It was standing room only Saturday for state Rep. Vicki Barnett's (D-37th District) monthly coffee hour at Max & Erma's in Farmington Hills, and the first topic of discussion was redistricting.
Now that the 2010 census results are out, Michigan state lawmakers and county officials are working on redrawing district boundaries. Barnett invited Christina Kuo, executive director of Common Cause Michigan, a nonprofit and nonpartisan advocacy organization, to talk about the process.
Kuo said people may wonder why officials can't just draw district lines in squares. She said it's important to think in terms of communities. A number of factors come into play, she said, including the federal Voting Rights Act, which ensures representation of minorities, and state laws.
Under Michigan's statutory guidelines, for instance, districts must be as compact as possible and follow county boundaries as closely as possible. Districts must also be whole areas within a single boundary line, without "pockets" of population that belong to other districts.
"People laugh, but that happens in other states," she said.
Common Cause's first priority, Kuo said, is getting more people involved in the process. However, the Legislature is required by law to provide only 18 hours' notice before holding committee meetings on redistricting bills. Also, she said, "They can write the bill in census tract data," which is not easy for most people to visualize.

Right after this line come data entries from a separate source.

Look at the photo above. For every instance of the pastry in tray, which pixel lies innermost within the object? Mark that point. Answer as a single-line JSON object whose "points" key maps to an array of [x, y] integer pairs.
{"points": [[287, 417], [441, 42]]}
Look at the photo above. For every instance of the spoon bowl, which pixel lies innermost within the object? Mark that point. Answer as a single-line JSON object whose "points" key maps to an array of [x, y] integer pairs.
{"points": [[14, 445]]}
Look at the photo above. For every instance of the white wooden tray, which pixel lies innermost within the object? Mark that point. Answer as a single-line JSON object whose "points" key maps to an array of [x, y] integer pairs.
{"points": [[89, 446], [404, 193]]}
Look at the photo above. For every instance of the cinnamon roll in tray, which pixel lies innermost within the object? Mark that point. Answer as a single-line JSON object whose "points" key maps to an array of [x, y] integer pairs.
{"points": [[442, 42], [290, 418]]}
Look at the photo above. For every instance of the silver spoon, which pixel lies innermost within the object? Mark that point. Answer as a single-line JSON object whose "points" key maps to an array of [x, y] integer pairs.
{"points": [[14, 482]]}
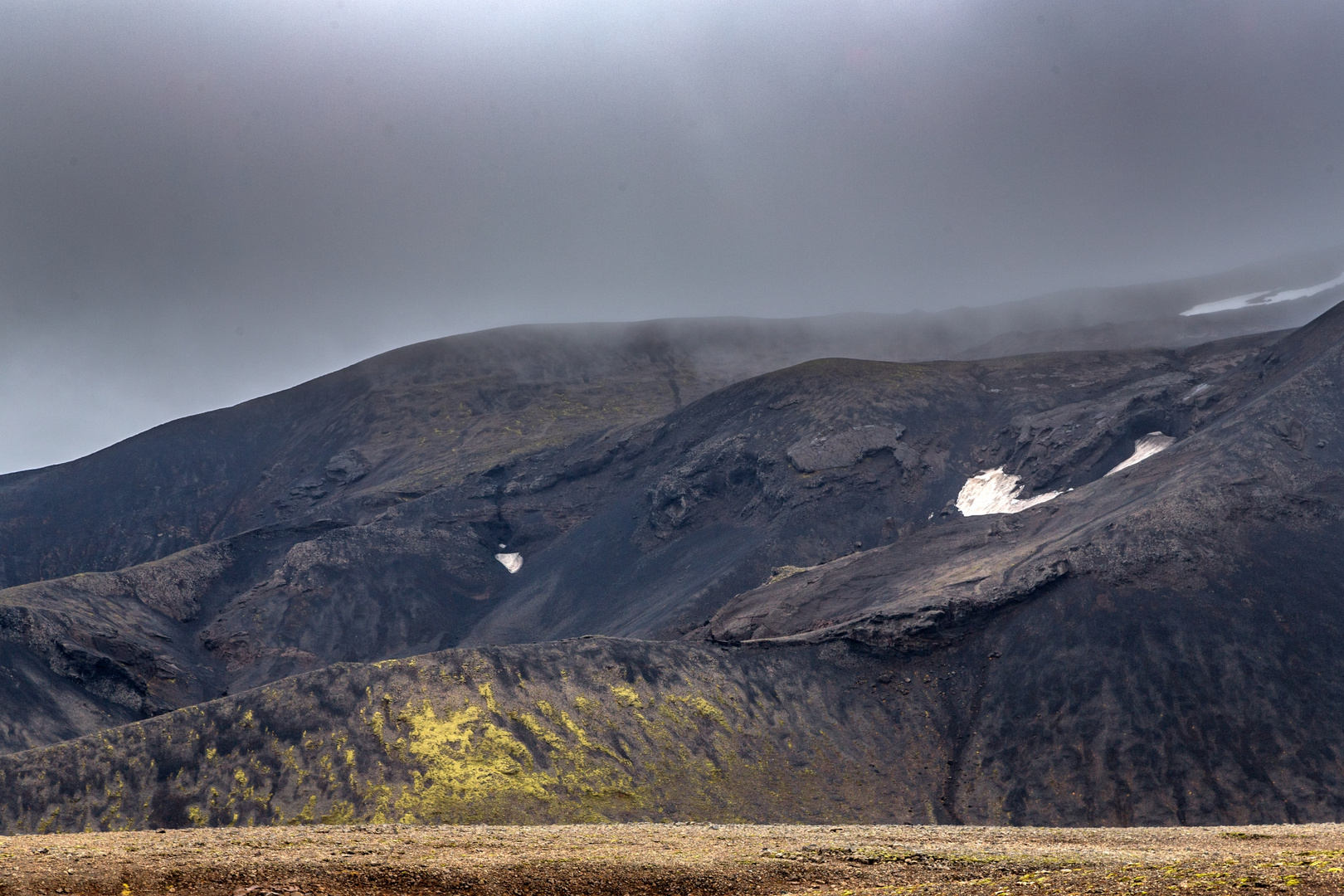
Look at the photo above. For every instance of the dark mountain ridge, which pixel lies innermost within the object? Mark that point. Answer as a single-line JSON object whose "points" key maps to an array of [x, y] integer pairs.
{"points": [[808, 626]]}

Common Cause is advocating for lawmakers to post the redistricting plan and map on the state website, with at least two hearings on the bill in both the House and Senate and four public hearings, three outside of Lansing.
"I can guarantee you, there are some legislators who have never been to this part of the state," she said.
County Commission districts are drawn by a board comprising the county treasurer, county clerk, county prosecutor and leaders from the two political parties that got the most votes in the previous gubernatorial election, Kuo explained. They are bound by federal law, and the state sets "a statutory framework" for them to follow.
Oakland County officials have 60 days from when census data was published March 22 to publish their map, then the public has 30 days to challenge it. The plan will be posted at oakgov.com.
In addition to its other goals, Common Cause would like to see redistricting taken out of the hands of lawmakers, Kuo said, because of the conflict of interest. Lawmakers who aspire to hold a congressional seat, for instance, could use the process to ensure that their party has the edge in their own districts.
"We feel that's a huge conflict of interest," she said.
Changing the process would require concurrent resolutions in both the state House and Senate, passed by a two-thirds vote, or a citizen-driven ballot initiative, Kuo explained.
In the meantime, she said, citizens should lobby state lawmakers for more transparency in the process. Also, the public is invited to visit michiganredistricting.org to participate in a mapping contest created by law professor Jocelyn Benson, founder and CEO of the Michigan Center for Election Law and Administration and a 2010 Michigan Secretary of State candidate.
Starting April 20, software will be available on the site that will allow anyone to create a redistricting map. The top three maps that meet criteria for objectivity and fairness will be submitted to the Legislature for consideration, Kuo said. Virginia just wrapped up a similar competition among university students, she added.
Barnett said she doesn't expect the boundaries of the 37th House District to change; it currently encompasses the cities of Farmington and Farmington Hills.
That's OK with Lynn Margolis and Denise Moll, friends from Farmington Hills who attended the coffee. Both strongly support Barnett and appreciated her bringing in someone to talk about redistricting.
"I think Vicki, more than most, knows what she's talking about," said Moll, who added that she believes Barnett is one of few lawmakers who actually reads the bills that come before her. "Being an educator, I feel the need to know what's going on from someone I can trust."
While Moll said she has been to a number of coffee hours, Saturday's event was a first for Margolis.
"My kids have gotten older, so I feel I want to become more active in the community," she said, adding she was impressed by Barnett's command of the information. "I like the way she has the big picture. She really knows what's going on in Lansing. ... She stands for what she believes."